Ce n’est pas le présent mais l’avenir : quel sera l’ampleur du ralentissement économique en Chine et aux Etats-Unis, qui pourrait coûter cher aux constructeurs automobiles et de machines-outils et marquer la fin d’un cycle ? Pourra-t-on éviter un Brexit désordonné, un « hard Brexit », dont l’institut IWH estime qu’il pourrait coûter jusqu’à 100 000 emplois à l’Allemagne, pays étranger qui serait le pays le plus touché ? Les attentes des chefs d’entreprise en matière d’activité sont au plus bas depuis décembre 2012, et près de 60% d’entre eux se déclarent dans l’incertitude, selon l’enquête de l’institut IFO de janvier. Mais ce type d’indicateur reste, il est vrai, très volatil.


Vers un rééquilibrage du modèle économique ?


Mais cette vulnérabilité pousse l’Allemagne à s’interroger sur les relais qui stabiliseraient aujourd’hui la croissance allemande, et qui pourraient la conforter demain. Multipliant les excédents budgétaires, commerciaux ou de la balance des paiements, le pays conserve des marges de manœuvre appréciables pour rééquilibrer son modèle vers une demande interne accrue.


C’est l’objet du débat politique qui a commencé ces derniers mois, et qui prend de l’ampleur. Ainsi, la coalition au pouvoir projette de supprimer en 2021 le supplément d’impôt sur le revenu créé pour financer la réunification allemande. Plus récemment, l’accent a été mis sur des préoccupations plus sociales. Environ 4 millions d’actifs, selon une étude de la Hans Boeckler Stiftung, n’auront connu ces dernières années que des formes précaires d’emploi, et n’ont pas profité de ces belles années qui s’évanouissent. Le ministre social-démocrate du travail Hubertus Heil a présenté pour eux un projet d’une retraite minimale de base, plus élevée que le minimum vieillesse, afin de sécuriser les salariés n’ayant pas pu valider l’ensemble de leurs annuités. Les contours de cette mesure restent à négocier au sein de la coalition avec la CDU-CSU d’Angela Merkel.

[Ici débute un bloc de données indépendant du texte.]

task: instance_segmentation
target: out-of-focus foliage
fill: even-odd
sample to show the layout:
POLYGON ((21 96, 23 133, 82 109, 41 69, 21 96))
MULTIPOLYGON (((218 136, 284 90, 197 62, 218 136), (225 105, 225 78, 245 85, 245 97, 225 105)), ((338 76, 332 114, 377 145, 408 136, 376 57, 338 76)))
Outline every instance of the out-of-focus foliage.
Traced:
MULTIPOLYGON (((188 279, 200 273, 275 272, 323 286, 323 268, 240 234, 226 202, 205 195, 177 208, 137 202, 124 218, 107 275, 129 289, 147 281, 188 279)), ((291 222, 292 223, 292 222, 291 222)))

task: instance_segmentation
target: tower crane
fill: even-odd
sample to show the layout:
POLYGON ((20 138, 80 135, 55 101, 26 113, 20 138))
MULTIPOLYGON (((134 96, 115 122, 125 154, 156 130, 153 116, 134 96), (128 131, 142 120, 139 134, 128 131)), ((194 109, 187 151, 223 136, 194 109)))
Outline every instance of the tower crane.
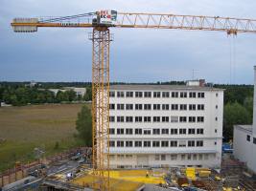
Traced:
POLYGON ((92 120, 94 189, 109 190, 109 28, 150 28, 221 31, 227 34, 256 32, 255 19, 176 14, 126 13, 101 11, 64 17, 14 18, 15 32, 40 27, 93 28, 92 120))

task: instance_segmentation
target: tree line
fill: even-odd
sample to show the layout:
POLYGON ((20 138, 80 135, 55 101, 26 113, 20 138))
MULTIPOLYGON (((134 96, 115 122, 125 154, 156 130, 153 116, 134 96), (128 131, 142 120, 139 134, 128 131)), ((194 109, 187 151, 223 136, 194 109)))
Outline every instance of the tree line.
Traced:
MULTIPOLYGON (((0 101, 13 106, 26 104, 60 103, 62 101, 91 100, 91 82, 38 82, 34 87, 25 86, 30 82, 0 82, 0 101), (76 96, 74 91, 58 91, 57 96, 47 89, 63 89, 63 87, 84 87, 86 95, 76 96), (45 90, 42 90, 45 89, 45 90)), ((115 84, 128 84, 113 82, 115 84)), ((132 83, 133 85, 135 83, 132 83)), ((136 83, 139 84, 139 83, 136 83)), ((147 83, 144 83, 147 84, 147 83)), ((151 85, 185 85, 184 81, 168 81, 148 83, 151 85)), ((214 88, 224 89, 223 137, 224 141, 233 138, 233 125, 252 124, 253 116, 253 85, 215 84, 214 88)))

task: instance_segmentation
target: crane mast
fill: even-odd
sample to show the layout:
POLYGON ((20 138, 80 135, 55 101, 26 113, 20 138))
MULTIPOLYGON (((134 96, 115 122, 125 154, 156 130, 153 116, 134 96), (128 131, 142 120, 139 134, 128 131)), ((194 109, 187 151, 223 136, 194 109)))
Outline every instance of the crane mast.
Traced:
POLYGON ((92 122, 93 188, 109 190, 109 27, 221 31, 227 34, 256 32, 255 19, 152 13, 123 13, 101 11, 58 18, 14 18, 16 32, 37 32, 38 27, 94 28, 92 122), (118 19, 117 19, 118 18, 118 19))

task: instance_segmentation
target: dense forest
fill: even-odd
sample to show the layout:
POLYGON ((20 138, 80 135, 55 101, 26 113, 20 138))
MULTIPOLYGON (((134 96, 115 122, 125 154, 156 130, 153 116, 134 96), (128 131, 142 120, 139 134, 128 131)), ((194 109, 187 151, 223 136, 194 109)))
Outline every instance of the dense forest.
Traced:
MULTIPOLYGON (((35 86, 28 86, 30 82, 0 82, 0 101, 13 106, 27 104, 60 103, 81 100, 91 100, 91 82, 38 82, 35 86), (58 91, 57 96, 47 89, 63 89, 63 87, 86 88, 83 97, 76 96, 74 91, 58 91)), ((114 84, 128 84, 114 82, 114 84)), ((135 84, 135 83, 133 83, 135 84)), ((141 83, 140 83, 141 84, 141 83)), ((185 81, 170 81, 157 83, 144 83, 155 85, 185 85, 185 81)), ((224 141, 232 139, 234 124, 251 124, 253 116, 253 85, 224 85, 207 84, 214 88, 224 89, 224 141)))

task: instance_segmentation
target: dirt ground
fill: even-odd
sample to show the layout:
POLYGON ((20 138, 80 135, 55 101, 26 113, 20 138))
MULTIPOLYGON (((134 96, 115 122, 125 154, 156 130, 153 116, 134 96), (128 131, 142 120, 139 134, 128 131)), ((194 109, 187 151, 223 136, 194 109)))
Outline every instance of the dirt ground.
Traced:
POLYGON ((61 140, 76 132, 81 104, 0 107, 0 139, 61 140))

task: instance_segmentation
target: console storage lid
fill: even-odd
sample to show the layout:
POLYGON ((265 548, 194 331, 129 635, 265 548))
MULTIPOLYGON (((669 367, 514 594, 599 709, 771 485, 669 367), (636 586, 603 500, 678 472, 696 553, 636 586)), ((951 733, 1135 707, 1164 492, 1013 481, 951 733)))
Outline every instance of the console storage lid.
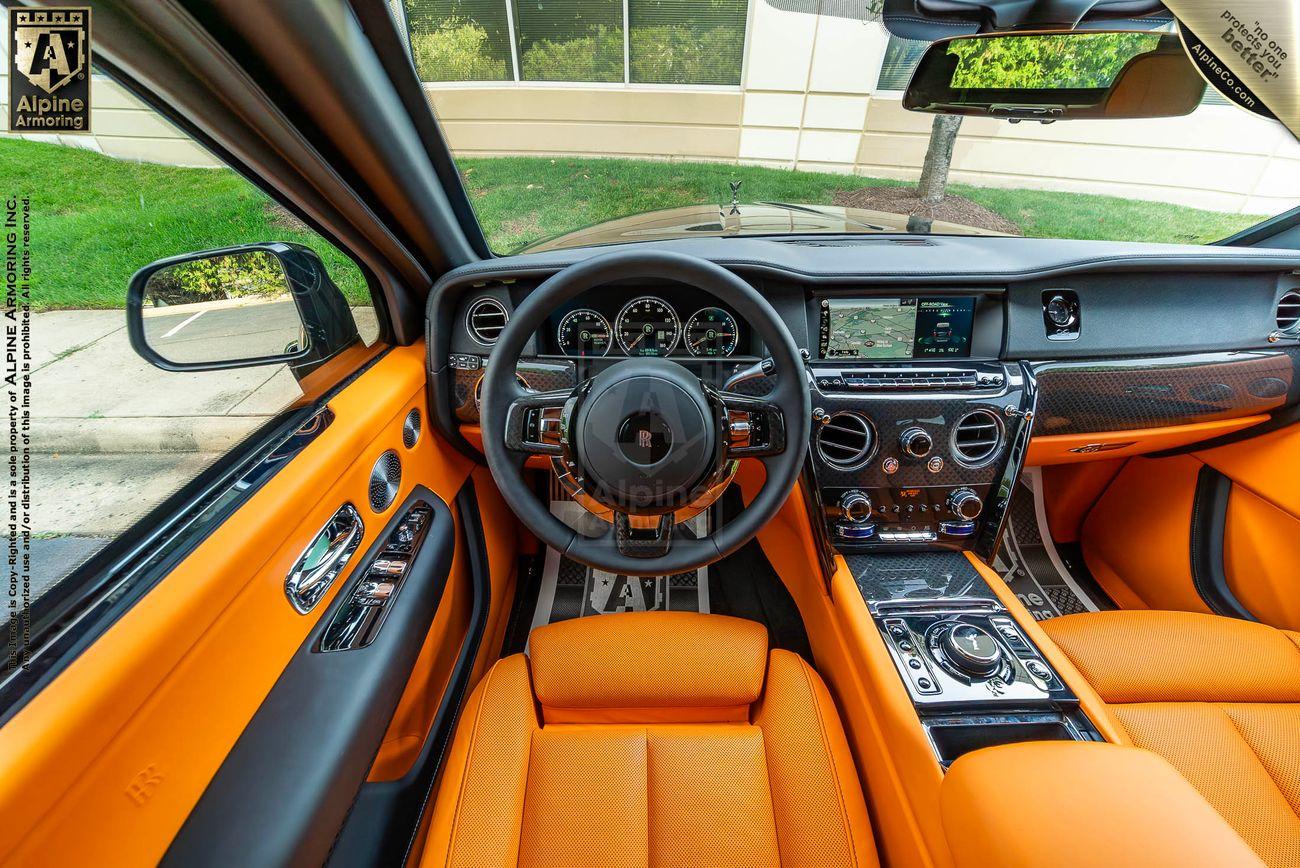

Plus largement, le parti social-démocrate pèse pour un virage social et veut dire adieu à « Hartz IV », le symbole des années Schröder. Le SPD veut faire le chemin inverse : rallonger la durée d’indemnisation des chômeurs, exercer moins de pressions les obligeant à accepter n’importe quel emploi, et accorder plus de soutiens aux chômeurs de longue durée. Des propositions qui ne satisfont pas le parti d’Angela Merkel, dominant dans la coalition, mais qui l’obligent à formuler d’autres options, par exemple d’offrir davantage de formations aux chômeurs.


D’autres sujets sont sur la table : le SPD défend aussi une hausse de 30% du salaire minimum, plus qu’en Espagne, pour le porter à 12 euros à l’heure. Ce n’est pas pour tout de suite. Et le débat reste vif sur la rigueur budgétaire.


Il n’empêche. La prise de conscience de la question sociale et des risques de dérapage extrémistes qui lui sont liés, le retour au centre du jeu économique du marché intérieur, sont porteurs d’une inflexion majeure de la politique économique. De ce ralentissement allemand pourrait naître une opportunité non seulement pour l’économie allemande mais aussi pour ses partenaires européens.